Put all of the listed ingredients into a stainless steel preserving pan and set over a low heat. Stir with a wooden spoon until the sugar has completely dissolved, then bring to the boil.

Stirring frequently, simmer over gentle heat for two hours, or until the chutney has reduced and thickened.

Spoon the chutney into warmed sterilised jars.

Best kept in a cool dark place for 1 month before using

 

Carrageen Moss with a Compote of Garden BerriesCarrageen Moss with a Compote of Garden Berries

This recipe comes from Rathmullan House (www.rathmullanhouse.com) on the Fanad Peninsula in Co Donegal, where carrageen moss is a very plentiful seaweed.

After decades of declining use, sea vegetables are of course very much back in favour and feature prominently in many contemporary dishes in progressive restaurants - which may well include Rathmullan House’s own main restaurant, now aptly named The Cook & Gardener, where the best home produced and local Donegal foods have been proudly showcased since the 1960s.

But this lovely, simple dish (often known as ‘carrageen pudding’) is a traditional Irish way of using carrageen as a setting agent, and it is equally at home among the desserts at dinner, or on the renowned breakfast buffet served at Rathmullan each morning.

Poached seasonal fruits make the perfect partner - this compote is made with soft fruit from the beautiful organic walled garden at Rathmullan House.

Serves 4

10g/ ½ oz dried carrageen moss
30m/ ½ tbsp sugar
1 egg, preferably free range
1.8 litres/3 pints milk

Compote:

100g/4 oz (total weight) seasonal mixture of berries, eg gooseberries, strawberries, raspberries, blackberries, blackcurrants, blueberries, or loganberries
100ml/4fl oz cold water
20ml/2 dsp caster sugar

To make the carrageen pudding: Soften the carrageen in cold water; this also helps to wash it. Strain.Mix the sugar and egg together and set aside.
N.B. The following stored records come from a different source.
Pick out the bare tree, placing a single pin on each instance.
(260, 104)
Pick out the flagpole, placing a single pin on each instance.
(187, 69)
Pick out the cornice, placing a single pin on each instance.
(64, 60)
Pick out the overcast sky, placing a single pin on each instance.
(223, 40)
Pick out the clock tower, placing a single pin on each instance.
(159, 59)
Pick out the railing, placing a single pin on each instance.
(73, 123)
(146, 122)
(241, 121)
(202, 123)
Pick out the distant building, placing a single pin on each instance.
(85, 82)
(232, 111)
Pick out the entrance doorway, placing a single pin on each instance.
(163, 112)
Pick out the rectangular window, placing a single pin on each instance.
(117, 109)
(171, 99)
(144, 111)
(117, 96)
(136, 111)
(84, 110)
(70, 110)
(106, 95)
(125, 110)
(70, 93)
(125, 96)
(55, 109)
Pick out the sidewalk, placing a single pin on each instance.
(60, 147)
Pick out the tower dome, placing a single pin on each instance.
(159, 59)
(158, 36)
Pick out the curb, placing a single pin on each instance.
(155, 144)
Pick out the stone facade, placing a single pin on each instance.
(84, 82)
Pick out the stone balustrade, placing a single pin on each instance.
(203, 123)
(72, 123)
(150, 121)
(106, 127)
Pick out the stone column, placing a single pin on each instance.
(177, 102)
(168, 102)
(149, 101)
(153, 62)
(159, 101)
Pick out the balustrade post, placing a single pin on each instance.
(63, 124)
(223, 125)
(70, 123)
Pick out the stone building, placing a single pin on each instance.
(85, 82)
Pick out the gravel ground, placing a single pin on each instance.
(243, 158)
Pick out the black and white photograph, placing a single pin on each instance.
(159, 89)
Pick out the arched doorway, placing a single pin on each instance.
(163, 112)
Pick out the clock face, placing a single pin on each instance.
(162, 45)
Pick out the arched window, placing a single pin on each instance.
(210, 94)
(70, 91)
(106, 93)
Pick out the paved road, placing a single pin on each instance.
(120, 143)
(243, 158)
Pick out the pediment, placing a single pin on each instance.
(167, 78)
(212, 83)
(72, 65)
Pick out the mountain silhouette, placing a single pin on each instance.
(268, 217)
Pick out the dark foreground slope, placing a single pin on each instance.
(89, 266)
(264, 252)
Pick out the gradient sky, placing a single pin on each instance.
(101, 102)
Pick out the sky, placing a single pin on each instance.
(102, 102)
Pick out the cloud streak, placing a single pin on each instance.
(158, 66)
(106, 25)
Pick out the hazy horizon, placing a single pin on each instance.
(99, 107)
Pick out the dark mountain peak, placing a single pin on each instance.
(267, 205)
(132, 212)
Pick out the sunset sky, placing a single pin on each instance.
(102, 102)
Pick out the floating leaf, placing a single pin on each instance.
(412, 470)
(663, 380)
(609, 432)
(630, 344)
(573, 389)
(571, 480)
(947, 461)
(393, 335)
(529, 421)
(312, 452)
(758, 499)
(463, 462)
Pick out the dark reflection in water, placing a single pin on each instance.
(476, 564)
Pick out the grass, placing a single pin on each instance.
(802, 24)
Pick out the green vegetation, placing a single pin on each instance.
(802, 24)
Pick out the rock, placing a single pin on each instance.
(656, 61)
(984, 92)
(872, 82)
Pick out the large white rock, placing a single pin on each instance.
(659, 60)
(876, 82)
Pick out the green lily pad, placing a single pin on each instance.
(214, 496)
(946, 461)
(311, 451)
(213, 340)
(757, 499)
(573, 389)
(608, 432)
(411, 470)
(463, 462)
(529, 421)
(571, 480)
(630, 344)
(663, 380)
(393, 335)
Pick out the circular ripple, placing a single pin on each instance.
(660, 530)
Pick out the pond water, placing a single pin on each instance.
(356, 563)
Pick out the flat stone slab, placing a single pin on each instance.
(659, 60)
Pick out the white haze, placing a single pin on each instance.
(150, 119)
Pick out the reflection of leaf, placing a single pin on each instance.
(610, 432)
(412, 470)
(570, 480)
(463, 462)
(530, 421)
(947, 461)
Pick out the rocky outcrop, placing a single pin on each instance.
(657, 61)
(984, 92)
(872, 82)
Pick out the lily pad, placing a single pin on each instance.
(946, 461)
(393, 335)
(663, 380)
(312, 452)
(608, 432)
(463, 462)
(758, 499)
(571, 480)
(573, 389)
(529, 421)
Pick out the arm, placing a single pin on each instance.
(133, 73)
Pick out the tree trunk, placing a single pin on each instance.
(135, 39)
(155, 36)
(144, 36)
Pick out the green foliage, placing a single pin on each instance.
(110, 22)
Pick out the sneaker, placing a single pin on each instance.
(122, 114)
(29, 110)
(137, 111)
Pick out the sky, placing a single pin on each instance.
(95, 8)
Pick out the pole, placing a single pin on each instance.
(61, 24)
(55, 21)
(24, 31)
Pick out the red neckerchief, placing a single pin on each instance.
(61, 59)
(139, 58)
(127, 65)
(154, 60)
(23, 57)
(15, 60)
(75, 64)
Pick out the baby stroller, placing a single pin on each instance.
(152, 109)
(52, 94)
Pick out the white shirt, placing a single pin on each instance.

In a saucepan, bring the milk to boiling point then, after shaking off all the excess water, add the carrageen. Stir gently, then turn down the heat to a simmer, and cook, stirring occasionally, for 15 minutes. Whisk in the egg and sugar mixture.

Remove from the stove and strain into a clean bowl. Pour into a serving bowl (or into individual dishes), cool and place in the fridge to set for at least 30-45 minutes.

To prepare the compote: Put the sugar and water into a saucepan; heat to dissolve the sugar, then bring to the boil. Add the berries and reduce the heat to very low, then cook for about 10 minutes. Pour into a serving dish and allow to cool.

To serve: Arrange the compote and carrageen moss to complement each other, and serve.